Le community manager et son besoin d’influence !

Le community manager et son besoin d’influence !

Klout Score TangCe n’est pas la première fois que l’on me demande mes références en matière de Klout, Peerindex et autres Kred. Pourtant, je me disais que mon offre et mes références terrain étaient plus pertinentes. Bon, je les fournis évidemment, il semble qu’elles attestent d’une certaine dextérité à l’usage des techniques du web. Bien qu’elles n’aient que peu de rapport, même avec une mission de community management de base. Et puis l’influence, c’est une sorte de concept quelque peu abstrait. Que dire du community manager  et de son besoin d’influence.
Faisons un point!

Cherche community manager : Klout et Peerindex 50 mini, Kred 580 mini !
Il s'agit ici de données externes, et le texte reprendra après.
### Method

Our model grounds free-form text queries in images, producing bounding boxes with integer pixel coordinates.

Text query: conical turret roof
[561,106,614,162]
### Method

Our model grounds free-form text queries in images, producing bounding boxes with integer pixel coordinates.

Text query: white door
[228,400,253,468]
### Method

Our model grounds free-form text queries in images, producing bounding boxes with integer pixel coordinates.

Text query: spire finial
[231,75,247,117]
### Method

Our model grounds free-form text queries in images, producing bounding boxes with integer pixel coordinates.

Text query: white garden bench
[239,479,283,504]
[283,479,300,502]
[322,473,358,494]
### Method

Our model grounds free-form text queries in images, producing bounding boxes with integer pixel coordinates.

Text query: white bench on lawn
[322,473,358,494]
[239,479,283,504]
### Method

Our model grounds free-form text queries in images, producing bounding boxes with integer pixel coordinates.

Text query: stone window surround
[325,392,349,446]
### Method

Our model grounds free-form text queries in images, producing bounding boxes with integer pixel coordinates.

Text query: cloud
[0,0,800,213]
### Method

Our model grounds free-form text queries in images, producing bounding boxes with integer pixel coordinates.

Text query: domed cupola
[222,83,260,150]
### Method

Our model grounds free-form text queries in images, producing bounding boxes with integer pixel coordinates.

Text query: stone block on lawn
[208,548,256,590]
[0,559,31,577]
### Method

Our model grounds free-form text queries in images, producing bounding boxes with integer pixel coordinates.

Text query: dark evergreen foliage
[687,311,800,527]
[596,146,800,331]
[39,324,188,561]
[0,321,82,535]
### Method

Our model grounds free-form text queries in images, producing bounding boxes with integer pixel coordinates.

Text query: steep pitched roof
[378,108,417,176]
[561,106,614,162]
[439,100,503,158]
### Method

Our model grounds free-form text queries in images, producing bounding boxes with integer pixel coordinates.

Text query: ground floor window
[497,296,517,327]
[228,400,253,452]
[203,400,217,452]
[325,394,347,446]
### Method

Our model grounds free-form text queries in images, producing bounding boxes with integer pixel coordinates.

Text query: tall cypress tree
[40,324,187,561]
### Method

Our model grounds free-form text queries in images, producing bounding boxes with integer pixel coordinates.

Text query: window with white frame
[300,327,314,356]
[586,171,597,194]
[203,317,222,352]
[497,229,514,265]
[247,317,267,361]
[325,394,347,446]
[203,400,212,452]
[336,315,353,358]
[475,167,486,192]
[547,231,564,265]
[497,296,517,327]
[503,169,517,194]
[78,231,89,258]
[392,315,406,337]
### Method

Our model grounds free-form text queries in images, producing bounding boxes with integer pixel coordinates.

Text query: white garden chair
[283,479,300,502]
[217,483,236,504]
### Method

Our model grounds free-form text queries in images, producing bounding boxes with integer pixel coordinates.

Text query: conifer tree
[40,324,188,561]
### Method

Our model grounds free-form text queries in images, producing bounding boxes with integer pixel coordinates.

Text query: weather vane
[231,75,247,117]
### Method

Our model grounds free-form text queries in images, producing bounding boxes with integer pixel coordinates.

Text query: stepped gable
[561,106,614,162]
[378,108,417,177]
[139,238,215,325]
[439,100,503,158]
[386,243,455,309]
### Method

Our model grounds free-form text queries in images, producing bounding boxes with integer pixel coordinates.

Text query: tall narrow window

Je croise sur les réseaux beaucoup de personnes, community manager et autre profil, qui s’interrogent sur l’intérêt des indicateurs d’influence.
Klout, Kred, Peerindex sont au menu des conversations et posent le débat.
Sont ils suffisants, importants, essentiels ? Sont ils un critère de choix dans la recherche d’un community manager ?
Quelque soit l’indicateur utilisé, même si les résultats diffèrent, il est bien clair qu’il affichent tous, faute de compétence académique reconnue, une aptitude à user des réseaux sociaux.
Pour le reste, cela peut être un bon pansement pour celles et ceux en manques de reconnaissance, ou à l’ego levé aux hormones.

Que reprocher à ces Klout, Peerindex et autre Kred quand on est CM?

La première chose, d’évidence ce sont les mots choisis.
Influence sent un petit côté réseau de papa, réseau des anciens.
Pourtant, on ne peut dire que ce soit le sens que ces indicateurs veuillent donner de leurs outils de mesure.
Ils cherchent plutôt à décrire une visibilité web, une capacité d’interaction, même si la qualité de cette capacité n’est pas réellement sondée.

La deuxième, c’est de ne pas faire consensus.

Rejetés par les uns, savourés par les autres, ils sont souvent poussés hors du débat.
Une recherche rapide m’a fait constater une relation fonctionnelle amusante.
Plus les community managers avaient, manifestaient de recul avec ces indicateurs, plus ils avaient tendance à considérer leur utilité de moindre importance.
Et plus le niveau de leurs propres indicateurs étaient peu élevés.

Troisième reproche, ils ne mesurent pas tout !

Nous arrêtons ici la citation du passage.